0
votes

The current setup,

  1. Google Compute Engine running Windows Server 2012 (GCE Server 2012)

  2. Google Compute Engine running Debian Wheezy (GCE Server Wheezy)

  3. GCE Server 2012 has one open port, tcp 3389 to GCE Server Wheezy

  4. GCE Server Wheezy is running Guacamole with NLA enabled and Tomcat 7 and is working off x.x.x.x:8080/guacamole/

So I have, what I hope, is a secure connection between GCE Server 2012 and GCE Server Wheezy. Now I want to be able to access x.x.x.x:8080/guacamole/ securely, but the setup with SSL has been difficult.

What I want to know is if it's possible to access GCE Server Wheezy through Google App Engine, which already has great SSL protection.

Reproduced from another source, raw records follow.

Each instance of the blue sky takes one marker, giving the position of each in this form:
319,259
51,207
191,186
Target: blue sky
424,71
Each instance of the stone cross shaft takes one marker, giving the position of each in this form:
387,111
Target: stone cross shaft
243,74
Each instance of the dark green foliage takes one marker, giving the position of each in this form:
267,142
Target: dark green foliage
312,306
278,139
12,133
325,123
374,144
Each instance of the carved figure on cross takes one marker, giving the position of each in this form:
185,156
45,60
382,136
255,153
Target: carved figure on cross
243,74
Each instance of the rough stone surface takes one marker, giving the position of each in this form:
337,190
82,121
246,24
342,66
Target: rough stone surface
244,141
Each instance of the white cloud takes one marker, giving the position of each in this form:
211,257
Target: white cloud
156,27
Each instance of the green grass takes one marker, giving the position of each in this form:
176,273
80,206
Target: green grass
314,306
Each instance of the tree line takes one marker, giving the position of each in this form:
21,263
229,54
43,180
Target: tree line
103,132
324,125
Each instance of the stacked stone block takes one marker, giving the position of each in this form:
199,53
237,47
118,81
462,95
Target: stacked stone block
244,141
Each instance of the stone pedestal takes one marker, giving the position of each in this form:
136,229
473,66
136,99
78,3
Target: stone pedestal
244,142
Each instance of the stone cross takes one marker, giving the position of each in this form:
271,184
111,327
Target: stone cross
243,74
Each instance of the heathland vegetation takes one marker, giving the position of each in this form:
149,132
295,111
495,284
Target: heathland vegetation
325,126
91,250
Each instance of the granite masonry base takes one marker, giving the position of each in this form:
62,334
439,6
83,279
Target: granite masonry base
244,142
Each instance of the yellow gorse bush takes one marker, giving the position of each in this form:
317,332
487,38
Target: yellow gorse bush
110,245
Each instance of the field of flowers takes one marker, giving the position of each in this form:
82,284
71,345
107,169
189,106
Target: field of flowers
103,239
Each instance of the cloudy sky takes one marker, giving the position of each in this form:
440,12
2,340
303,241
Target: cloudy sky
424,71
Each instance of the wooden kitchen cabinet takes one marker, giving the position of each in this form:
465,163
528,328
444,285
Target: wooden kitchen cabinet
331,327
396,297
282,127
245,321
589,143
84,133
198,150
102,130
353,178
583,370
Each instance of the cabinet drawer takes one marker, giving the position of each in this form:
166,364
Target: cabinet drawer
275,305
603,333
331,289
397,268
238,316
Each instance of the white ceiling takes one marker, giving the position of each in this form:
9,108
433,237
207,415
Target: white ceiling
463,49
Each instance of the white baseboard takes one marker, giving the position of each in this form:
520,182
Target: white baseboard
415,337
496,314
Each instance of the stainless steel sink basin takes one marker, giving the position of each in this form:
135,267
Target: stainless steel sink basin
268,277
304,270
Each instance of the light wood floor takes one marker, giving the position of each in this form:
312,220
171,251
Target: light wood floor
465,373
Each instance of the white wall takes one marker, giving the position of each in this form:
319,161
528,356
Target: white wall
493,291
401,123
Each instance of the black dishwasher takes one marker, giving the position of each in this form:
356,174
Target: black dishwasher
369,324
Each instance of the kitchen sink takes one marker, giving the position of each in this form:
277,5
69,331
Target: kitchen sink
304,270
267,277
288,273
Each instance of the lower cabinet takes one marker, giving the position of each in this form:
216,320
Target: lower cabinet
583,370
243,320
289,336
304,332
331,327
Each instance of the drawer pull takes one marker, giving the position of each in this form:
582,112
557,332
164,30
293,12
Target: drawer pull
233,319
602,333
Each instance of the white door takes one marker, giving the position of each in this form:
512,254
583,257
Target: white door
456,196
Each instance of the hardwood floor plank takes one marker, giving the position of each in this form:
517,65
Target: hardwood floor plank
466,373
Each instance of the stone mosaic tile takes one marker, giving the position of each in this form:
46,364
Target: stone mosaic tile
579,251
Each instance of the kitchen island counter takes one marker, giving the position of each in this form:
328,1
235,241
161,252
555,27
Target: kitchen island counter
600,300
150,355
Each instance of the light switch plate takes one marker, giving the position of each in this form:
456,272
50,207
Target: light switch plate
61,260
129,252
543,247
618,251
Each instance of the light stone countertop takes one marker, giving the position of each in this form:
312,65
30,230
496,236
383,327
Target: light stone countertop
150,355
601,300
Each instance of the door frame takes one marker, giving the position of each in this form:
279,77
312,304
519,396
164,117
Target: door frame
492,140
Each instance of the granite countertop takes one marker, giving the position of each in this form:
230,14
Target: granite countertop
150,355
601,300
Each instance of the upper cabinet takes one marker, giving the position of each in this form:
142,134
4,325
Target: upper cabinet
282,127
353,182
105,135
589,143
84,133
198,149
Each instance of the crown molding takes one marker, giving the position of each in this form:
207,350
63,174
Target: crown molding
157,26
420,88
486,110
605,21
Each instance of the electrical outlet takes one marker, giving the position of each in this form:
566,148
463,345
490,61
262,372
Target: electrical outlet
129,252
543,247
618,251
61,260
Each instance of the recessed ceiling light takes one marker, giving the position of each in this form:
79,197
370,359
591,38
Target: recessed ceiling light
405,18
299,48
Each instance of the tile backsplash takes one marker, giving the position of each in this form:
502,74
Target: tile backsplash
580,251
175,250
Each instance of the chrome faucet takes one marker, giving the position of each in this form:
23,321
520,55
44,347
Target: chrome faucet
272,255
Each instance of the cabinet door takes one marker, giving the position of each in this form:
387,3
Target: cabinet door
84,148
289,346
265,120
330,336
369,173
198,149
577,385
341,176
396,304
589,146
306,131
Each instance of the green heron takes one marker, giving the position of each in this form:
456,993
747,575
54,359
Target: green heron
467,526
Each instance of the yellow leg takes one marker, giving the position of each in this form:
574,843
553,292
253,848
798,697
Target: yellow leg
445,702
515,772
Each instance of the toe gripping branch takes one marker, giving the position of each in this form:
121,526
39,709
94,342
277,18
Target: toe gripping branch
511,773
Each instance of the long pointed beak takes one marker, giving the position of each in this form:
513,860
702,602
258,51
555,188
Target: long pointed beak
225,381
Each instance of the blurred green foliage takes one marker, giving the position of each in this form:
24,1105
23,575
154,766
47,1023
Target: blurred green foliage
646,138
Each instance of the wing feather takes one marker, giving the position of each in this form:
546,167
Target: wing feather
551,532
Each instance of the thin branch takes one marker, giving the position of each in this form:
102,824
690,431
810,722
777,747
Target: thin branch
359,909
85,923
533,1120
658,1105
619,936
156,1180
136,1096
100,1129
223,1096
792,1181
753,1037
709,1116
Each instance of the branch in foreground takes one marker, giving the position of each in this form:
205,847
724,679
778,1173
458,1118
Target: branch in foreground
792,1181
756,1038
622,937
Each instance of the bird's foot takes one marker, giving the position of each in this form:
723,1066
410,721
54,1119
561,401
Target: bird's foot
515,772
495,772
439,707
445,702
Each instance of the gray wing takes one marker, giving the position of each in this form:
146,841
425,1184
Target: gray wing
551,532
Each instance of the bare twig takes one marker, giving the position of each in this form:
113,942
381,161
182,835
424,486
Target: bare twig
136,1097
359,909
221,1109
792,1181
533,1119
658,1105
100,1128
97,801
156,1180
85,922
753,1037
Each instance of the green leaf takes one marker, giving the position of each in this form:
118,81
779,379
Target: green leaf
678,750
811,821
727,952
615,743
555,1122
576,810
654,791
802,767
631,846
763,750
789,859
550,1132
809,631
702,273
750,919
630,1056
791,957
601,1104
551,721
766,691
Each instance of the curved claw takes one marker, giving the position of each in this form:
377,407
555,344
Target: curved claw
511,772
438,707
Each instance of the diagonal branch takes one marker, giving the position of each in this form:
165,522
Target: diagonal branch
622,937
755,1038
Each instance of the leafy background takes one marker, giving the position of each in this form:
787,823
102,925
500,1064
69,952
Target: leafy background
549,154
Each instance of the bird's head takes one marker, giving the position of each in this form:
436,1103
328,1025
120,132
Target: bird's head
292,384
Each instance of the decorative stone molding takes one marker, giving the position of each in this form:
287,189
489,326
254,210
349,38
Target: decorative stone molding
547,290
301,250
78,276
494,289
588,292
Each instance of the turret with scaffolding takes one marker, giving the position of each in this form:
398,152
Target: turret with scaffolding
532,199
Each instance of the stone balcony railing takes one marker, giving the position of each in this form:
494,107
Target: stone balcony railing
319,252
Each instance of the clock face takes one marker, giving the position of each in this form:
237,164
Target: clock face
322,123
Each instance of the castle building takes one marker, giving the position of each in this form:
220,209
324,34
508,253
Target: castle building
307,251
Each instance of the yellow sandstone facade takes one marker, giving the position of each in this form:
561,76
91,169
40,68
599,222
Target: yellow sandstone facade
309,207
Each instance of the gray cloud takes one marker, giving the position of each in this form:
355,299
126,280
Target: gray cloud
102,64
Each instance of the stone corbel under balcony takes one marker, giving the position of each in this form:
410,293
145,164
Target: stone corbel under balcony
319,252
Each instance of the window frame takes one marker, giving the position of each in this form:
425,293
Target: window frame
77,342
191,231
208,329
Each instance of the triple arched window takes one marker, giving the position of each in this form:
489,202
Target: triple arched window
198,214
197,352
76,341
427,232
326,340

Essentially, I would like to be able to open one port and IP address (range) and/or some sort of internal connection between a GCE website and GAE, and then access everything through GAE. My assumption is that since traffic from GCE and GAE never leave Google's internal infrastructure and they are tied only to each other, this would be an easy and affordable way to add powerful SSL encryption to my Guacamole/Tomcat setup.

Alternative ideas to easily add SSL to my setup would also be greatly appreciated.

1
I'd modify the title of the question to 'how to easily add SSL to my instance running a service on port 8080'.koma

1 Answers

1
votes

Setup the HTTP Load balancer and you're set in a few mouse clicks...

HTTP/HTTPS load balancing provides global load balancing for incoming HTTP or HTTPS requests, allowing these requests to be sent to different sets of backends based on patterns in the URL. HTTP requests can be load balanced based on port 80 or port 8080. HTTPS requests can be load balanced on port 443. HTTPS load balancing also supports SPDY and HTTP/2. HTTP/HTTPS load balancing does not support WebSocket.